Twenty-five people fell to forces’ bullets in the northern town of Handwara, barely four days after a horrific massacre in Gaw Kadal, Srinagar.

The bloodbath was perpetrated when a large procession was heading towards the town.
“Everything was peaceful,” Nazir Ahmad Mir, a survivor, recalled. “People were hoisting green flags amid pro-freedom chants. Slogans against Jagmohan were also raised.”
“Suddenly BSF troopers in a TATA 407 vehicle, with registration number HVN-7717, appeared and opened unprovoked and indiscriminate fire on the protestors near the police station,” Mir said.
“Some people who escaped and entered the house of a local politician to save their lives were shot dead by his guards,” he said.
According to Mir, twenty-five persons were killed and dozens injured.
Recalling the incident, Tariq Ahmed, whose uncle Ghulam Hassan was among the dead said: “The government has no answer to our queries as to what led to this massacre. My uncle was not a militant but a protester. The troopers should not be spared but dealt with sternly.”
The status of the case registered by the police 20 years ago is unknown.
A worn-out copy of the First Information Report (FIR) of the case lies in the Handwara police station. This carries only the state government and the BSF version of the incident, and has no mention of the killing of innocent people.
It says that thousands of protestors drawn from villages were raising provocative slogans, and had attacked and torched a BSF Tata 407 vehicle carrying eatables, and also set the Dak Bungalow at Handwara on fire.
1998: Wandhama Massacre:
The eve of Ramadhan 27, Muslims believe, is better than 1000 months. On this night people change, their lives change, and their destiny changes. But in 1998, the blessed night witnessed the cold- blooded massacre of scores of villagers in a small hamlet in Gandarbal. This inhuman act changed Kashmir for good.
That year, the blessed night fell on January 25. In the entire Valley, people were immersed in prayer in mosques. The local mosque in Wandhama was no exception. At around 11.45 p.m. wailing women came rushing towards the masjid, and in no time, the blessed night turned into a nightmare for the villagers. Twenty-three residents, all Kashmiri Pandits, had been massacred in cold blood by masked gunmen.
The victims had resisted the migration of the Pandits in the early 90s and decided to stay back in the strife-torn Valley. The massacre evoked severe reactions across Kashmir. People demanded an impartial probe and severe punishment for those responsible. The Valley’s age-old bonds of brotherhood and peaceful co-existence were damaged further. The abode of the saints witnessed yet another migration. .

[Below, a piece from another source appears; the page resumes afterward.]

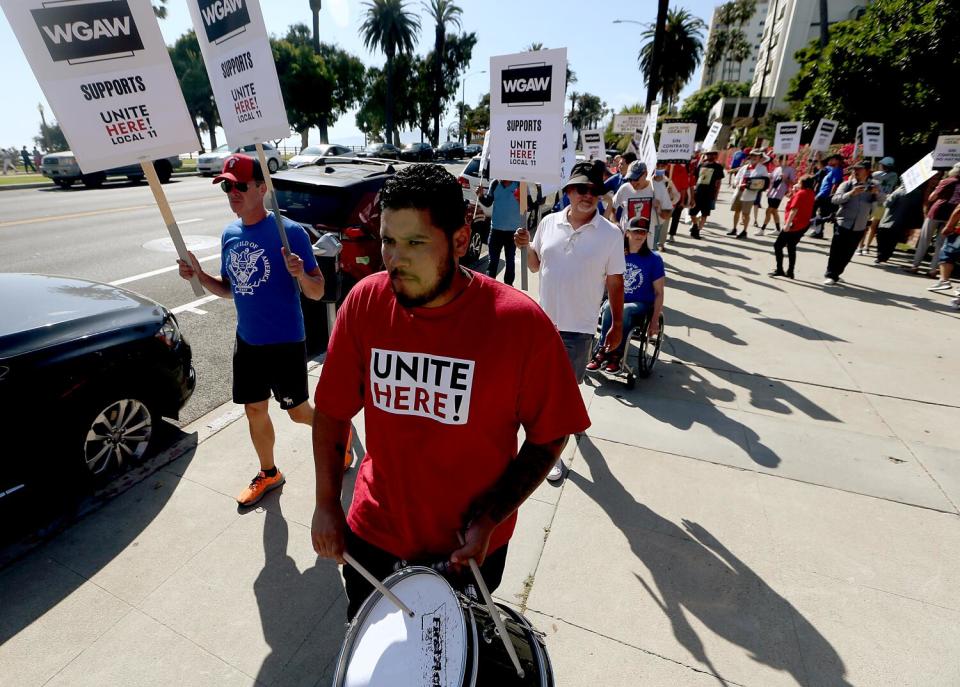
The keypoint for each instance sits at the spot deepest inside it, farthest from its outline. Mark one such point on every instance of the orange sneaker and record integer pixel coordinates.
(258, 488)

Sixteen-year-old Manoj Kumar Dhar, the lone eyewitness to the gruesome incident, said: “A group of masked gunmen barged into my house at about 11:30 p.m. and forced the inmates to come out. I jumped out of the wall of my house. As soon as my father, brothers and sisters came out, the gunmen shot them one by one. They cried and begged for life but the masked men showed no mercy. A gunman spotted me and asked me to come out, but I hid myself beneath a heap of saw dust stored in the house. They fired indiscriminately in the rooms and at the walls from all sides. Then they left, thinking I too was dead. I could not identify them, but they were speaking Urdu,”
Sixteen years have passed, but nobody has been brought to justice. The police have failed to identify the killers. The file has been closed and consigned to records. A few days after the incident, the police claimed to have recovered a letter from the site of the massacre in which a thitherto unknown organization, the Intiqaam-ul-Muslimoon, had claimed responsibility for the carnage. According to the police, the letter had been found tagged to one of the bullet-riddled bodies. The police further said that people of both communities in Wandhama had blamed the shifting of an army camp from the area a few months ago.